Friday, May 23, 2014

Speed, Speed, Speed, ... and news.

The newest GitHub repository contains a huge change to the under-the-hood processing of .getContextByClass() which is used in about a million places in music21.  It is the function that lets any note know what its current TimeSignature (and thus beatStrength, etc.) is, lets us figure out whether the sharp on a given note should be displayed or not given the current KeySignature, etc.  While we had tried to optimize the hell out of it, it’s been a major bottleneck in music21 for working with very large scores. We sped up parsing (at least the second time through) a lot the last commit. This was the time to speed up Context searching.  We now use a form of AVL tree implemented in a new Stream.timespans module — it’s not well-documented yet, so we’re only exposing it directly in one place, stream.asTimespans(recurse=True|False).  You don’t need to know about this unless you’re a developer; but I wanted to let you know that the results are extraordinary.

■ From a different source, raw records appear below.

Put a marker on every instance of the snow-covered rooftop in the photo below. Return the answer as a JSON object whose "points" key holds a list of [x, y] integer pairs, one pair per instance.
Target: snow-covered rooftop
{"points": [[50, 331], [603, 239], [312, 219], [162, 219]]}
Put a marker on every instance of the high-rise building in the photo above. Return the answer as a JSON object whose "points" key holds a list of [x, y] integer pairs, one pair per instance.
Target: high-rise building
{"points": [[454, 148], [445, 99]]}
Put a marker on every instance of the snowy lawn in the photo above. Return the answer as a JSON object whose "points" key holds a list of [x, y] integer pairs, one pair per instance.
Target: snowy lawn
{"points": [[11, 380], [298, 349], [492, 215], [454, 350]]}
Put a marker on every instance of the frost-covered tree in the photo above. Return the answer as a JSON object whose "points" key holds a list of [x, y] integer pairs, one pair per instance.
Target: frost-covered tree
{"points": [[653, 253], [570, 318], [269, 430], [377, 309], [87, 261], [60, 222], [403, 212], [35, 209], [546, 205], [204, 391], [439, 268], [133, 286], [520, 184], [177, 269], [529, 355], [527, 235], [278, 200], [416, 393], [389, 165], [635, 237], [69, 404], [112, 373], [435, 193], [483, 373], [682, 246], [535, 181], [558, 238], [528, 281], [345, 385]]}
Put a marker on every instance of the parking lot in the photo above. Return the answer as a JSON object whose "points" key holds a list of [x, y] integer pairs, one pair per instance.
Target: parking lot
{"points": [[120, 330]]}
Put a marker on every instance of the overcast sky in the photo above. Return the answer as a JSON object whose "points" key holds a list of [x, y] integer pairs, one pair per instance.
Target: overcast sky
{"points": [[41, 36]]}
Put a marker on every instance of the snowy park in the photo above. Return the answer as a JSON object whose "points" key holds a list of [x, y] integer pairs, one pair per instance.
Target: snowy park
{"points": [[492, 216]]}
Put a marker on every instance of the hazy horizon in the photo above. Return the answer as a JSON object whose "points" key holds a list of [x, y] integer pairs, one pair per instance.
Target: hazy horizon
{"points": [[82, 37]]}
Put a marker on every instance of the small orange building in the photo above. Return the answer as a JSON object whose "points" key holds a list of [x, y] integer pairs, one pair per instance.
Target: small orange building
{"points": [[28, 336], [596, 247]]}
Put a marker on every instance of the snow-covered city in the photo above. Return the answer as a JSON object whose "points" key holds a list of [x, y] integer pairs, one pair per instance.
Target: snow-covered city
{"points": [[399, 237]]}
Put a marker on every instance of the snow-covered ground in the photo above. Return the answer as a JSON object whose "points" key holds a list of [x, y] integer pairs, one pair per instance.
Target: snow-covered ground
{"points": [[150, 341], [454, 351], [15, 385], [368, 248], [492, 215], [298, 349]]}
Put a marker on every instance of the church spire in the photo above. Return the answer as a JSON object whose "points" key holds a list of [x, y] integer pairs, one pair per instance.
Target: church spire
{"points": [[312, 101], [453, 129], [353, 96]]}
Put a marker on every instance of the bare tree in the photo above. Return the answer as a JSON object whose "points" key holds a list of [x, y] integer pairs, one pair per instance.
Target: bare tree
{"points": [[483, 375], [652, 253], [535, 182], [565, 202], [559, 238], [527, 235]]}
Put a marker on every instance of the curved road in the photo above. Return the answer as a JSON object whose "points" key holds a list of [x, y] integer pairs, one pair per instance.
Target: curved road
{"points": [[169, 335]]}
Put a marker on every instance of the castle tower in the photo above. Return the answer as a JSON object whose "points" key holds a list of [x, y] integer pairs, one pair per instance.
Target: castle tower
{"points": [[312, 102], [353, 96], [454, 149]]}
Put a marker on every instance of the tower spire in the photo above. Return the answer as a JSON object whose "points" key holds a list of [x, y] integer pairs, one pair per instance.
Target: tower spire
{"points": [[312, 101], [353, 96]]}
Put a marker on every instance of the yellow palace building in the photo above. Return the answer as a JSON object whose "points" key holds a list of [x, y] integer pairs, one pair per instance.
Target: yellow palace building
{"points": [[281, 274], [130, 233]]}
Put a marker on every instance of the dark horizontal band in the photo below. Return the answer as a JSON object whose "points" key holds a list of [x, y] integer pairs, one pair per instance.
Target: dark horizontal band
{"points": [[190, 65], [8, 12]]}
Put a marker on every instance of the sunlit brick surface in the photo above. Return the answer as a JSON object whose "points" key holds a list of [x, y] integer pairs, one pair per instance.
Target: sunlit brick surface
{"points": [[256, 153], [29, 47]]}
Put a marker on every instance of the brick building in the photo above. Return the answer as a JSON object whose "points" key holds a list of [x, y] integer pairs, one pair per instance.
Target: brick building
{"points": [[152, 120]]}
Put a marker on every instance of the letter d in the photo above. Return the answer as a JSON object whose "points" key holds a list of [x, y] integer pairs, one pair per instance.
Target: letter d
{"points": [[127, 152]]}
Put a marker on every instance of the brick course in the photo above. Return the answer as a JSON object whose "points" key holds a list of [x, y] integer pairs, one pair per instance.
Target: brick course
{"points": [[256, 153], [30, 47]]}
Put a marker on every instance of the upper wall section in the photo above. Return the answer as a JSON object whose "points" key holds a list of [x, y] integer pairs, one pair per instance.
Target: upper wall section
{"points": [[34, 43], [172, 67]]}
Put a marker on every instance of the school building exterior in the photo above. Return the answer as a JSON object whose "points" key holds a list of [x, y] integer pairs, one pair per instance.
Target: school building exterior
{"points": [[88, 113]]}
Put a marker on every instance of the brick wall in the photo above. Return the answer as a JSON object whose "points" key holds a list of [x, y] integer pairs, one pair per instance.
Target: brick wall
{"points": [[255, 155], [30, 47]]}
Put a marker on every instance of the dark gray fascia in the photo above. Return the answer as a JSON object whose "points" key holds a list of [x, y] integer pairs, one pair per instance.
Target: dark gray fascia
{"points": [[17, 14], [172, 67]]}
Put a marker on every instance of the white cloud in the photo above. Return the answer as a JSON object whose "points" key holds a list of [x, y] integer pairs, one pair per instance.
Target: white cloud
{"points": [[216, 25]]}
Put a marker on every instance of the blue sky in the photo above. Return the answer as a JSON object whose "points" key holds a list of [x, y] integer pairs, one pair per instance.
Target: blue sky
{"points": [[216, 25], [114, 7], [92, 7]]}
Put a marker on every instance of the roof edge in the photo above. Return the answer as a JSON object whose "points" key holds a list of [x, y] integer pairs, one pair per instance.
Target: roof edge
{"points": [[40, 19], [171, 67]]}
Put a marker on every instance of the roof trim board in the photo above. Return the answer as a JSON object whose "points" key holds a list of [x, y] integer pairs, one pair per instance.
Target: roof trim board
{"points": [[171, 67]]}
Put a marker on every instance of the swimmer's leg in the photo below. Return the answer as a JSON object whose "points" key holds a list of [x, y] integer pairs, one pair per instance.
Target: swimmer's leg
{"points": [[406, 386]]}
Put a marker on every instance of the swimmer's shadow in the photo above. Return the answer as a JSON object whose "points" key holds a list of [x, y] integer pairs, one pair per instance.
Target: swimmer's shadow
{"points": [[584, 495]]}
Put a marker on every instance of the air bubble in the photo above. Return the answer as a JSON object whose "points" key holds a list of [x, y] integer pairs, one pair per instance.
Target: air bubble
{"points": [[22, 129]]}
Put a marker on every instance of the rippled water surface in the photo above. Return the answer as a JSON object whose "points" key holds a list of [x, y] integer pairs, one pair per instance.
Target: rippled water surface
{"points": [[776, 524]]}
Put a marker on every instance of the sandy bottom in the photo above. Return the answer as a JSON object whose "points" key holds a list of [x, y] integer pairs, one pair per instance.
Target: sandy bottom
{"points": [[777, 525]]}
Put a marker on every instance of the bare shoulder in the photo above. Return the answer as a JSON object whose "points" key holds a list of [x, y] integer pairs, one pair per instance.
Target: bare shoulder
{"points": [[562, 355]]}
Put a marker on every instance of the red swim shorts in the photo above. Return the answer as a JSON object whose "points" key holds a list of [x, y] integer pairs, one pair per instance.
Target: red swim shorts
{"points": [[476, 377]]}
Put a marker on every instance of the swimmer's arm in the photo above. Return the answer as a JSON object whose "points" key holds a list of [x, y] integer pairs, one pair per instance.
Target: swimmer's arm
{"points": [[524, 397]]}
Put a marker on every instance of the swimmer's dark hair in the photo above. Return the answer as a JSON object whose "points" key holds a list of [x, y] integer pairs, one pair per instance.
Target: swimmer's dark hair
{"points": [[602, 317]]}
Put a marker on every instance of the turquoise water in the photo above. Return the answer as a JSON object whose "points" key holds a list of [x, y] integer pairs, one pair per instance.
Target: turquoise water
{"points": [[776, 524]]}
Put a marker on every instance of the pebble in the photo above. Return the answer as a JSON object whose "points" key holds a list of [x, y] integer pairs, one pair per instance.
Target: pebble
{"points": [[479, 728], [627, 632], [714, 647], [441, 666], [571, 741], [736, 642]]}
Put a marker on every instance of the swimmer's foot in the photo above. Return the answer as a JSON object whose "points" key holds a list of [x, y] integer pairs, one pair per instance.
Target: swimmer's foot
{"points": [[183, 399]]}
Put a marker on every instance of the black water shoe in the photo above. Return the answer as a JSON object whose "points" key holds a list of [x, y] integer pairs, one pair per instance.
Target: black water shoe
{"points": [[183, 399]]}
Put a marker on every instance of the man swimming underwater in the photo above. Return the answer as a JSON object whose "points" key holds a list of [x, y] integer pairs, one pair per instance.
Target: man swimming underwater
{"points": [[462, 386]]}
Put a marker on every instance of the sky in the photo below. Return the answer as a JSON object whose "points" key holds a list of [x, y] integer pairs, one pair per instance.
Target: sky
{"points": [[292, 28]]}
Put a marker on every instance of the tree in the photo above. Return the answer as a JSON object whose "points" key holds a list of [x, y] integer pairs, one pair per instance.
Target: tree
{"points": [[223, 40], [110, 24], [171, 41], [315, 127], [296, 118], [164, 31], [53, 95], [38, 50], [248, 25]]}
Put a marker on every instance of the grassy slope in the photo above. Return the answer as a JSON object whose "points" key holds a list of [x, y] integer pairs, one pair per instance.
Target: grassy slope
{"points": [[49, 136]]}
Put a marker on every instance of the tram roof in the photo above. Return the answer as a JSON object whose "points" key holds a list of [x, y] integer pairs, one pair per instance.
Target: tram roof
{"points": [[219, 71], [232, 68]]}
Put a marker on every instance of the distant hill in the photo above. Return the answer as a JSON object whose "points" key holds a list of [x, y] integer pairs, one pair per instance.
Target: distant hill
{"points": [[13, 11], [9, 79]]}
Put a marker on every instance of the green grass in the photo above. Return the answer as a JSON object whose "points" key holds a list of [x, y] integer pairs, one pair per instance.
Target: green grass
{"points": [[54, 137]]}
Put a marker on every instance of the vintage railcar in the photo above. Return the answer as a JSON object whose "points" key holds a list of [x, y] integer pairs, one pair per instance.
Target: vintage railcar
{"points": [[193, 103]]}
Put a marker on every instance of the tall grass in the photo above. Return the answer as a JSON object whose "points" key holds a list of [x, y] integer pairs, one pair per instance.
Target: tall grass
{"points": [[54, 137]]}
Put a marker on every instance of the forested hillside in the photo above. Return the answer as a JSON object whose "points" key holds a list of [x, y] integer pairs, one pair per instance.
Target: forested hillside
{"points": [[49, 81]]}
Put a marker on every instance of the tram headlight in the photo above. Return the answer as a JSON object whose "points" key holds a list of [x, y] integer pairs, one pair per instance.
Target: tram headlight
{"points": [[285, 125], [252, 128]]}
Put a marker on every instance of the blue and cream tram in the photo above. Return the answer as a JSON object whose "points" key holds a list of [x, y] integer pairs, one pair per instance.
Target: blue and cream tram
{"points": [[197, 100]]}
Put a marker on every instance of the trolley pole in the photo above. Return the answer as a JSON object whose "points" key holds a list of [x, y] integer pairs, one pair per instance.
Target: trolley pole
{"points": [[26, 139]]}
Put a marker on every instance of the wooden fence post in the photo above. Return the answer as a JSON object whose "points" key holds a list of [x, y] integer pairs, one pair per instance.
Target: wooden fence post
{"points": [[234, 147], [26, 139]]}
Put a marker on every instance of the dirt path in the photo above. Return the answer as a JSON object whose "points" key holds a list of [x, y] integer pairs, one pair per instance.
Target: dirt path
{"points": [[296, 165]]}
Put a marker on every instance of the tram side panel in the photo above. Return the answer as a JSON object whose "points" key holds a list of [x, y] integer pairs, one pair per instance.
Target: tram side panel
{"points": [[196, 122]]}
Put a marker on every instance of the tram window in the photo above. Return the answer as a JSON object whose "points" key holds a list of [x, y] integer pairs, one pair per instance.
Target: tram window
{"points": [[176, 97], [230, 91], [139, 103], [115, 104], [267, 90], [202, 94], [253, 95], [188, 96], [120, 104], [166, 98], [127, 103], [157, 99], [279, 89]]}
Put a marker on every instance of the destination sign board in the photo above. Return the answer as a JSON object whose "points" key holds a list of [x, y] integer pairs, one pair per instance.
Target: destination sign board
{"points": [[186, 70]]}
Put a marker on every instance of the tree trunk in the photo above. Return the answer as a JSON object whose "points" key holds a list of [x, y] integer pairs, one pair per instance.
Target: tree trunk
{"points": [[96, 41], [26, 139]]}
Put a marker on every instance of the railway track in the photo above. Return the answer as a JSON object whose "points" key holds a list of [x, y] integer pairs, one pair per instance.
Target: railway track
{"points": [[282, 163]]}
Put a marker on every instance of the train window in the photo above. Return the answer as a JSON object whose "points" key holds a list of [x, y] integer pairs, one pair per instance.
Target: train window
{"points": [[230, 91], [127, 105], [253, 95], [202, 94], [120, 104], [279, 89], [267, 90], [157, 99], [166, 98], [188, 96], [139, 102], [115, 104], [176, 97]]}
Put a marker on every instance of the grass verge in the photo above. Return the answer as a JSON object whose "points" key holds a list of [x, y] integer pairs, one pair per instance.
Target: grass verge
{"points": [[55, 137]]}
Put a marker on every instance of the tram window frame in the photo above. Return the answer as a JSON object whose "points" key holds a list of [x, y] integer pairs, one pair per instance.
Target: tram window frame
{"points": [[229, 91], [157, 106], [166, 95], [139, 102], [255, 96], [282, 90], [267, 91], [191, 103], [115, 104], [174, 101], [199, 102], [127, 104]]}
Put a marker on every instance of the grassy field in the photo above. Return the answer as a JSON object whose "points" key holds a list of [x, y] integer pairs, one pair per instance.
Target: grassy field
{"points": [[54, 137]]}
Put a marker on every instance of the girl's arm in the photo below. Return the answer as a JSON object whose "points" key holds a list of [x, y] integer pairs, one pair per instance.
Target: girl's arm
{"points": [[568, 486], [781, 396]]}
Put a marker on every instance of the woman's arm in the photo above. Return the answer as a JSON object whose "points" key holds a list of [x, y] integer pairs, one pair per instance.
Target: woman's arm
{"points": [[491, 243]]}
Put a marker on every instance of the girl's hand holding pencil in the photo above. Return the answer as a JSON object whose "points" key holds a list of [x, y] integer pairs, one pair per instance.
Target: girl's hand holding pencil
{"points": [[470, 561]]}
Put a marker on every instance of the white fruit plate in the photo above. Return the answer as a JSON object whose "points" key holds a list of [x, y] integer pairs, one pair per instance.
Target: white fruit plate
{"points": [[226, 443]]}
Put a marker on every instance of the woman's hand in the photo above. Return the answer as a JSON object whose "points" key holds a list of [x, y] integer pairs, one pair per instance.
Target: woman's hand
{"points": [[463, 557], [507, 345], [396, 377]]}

Here’s a code snippet that loads a score with three parts and 126 measures and many TimeSignatures and calculates the TimeSignature active for every note, clef, etc. and then prints the time it takes to run:

>>> c = corpus.parse('luca/gloria')
>>> def allContext(c):
...     for n in c.recurse():
...         k = n.getContextByClass('TimeSignature')
>>> from time import time as t
>>> x = t(); allContext(c); print t() - x

with the 1.8 release of Music21:
42.9 seconds

with the newest version in GitHub:
0.70 seconds

There’s a lot of caching that happens along the way, so the second call is much faster:

second call with 1.8 release:
44.6 seconds ( = same within a margin of error)
with the newest version in GitHub if the score hasn’t changed:
0.18 seconds

You’ll see the speedup immensely in places where every combination of notes, etc. needs to be found.  For instance, finding all parallel fifths in a large score of 8 parts could have taken hours before. Now you’ll likely get results in under a few seconds.

I have not heard of any issues arising from the change in sorting from the last posting on April 26, so people who were afraid of updating can breath a bit more easily and update to the version of music21 at least as of yesterday. The newer version, like all GitHub commits, should be used with caution until we make a release.

Thanks to the NEH and the Digging into Data Challenge for supporting the creation of tools for working with much bigger scores than before.

In other news: 

Music21j — a Javascript implementation of music21’s core features — is running rapidly towards a public release.  See for an example of usage.  We’ll be integrating it with the Python version over the summer.

Ian Quinn’s review of Music21 appeared in the Journal of the American Musicological society yesterday.  Prior to this issue, no non-book had ever been reviewed. It’s a great feeling to have people not on this list know about the software as well.

Oh, and MIT was foolhardy enough to give me tenure! Largely on the basis of music21.  If you’re an academic working on a large digital project, I still advice proceeding with caution, but know that it can be done.  Thanks everyone for support.

1 comment:

  1. Congratulations, Michael, on getting tenure for your awesome work on music21!!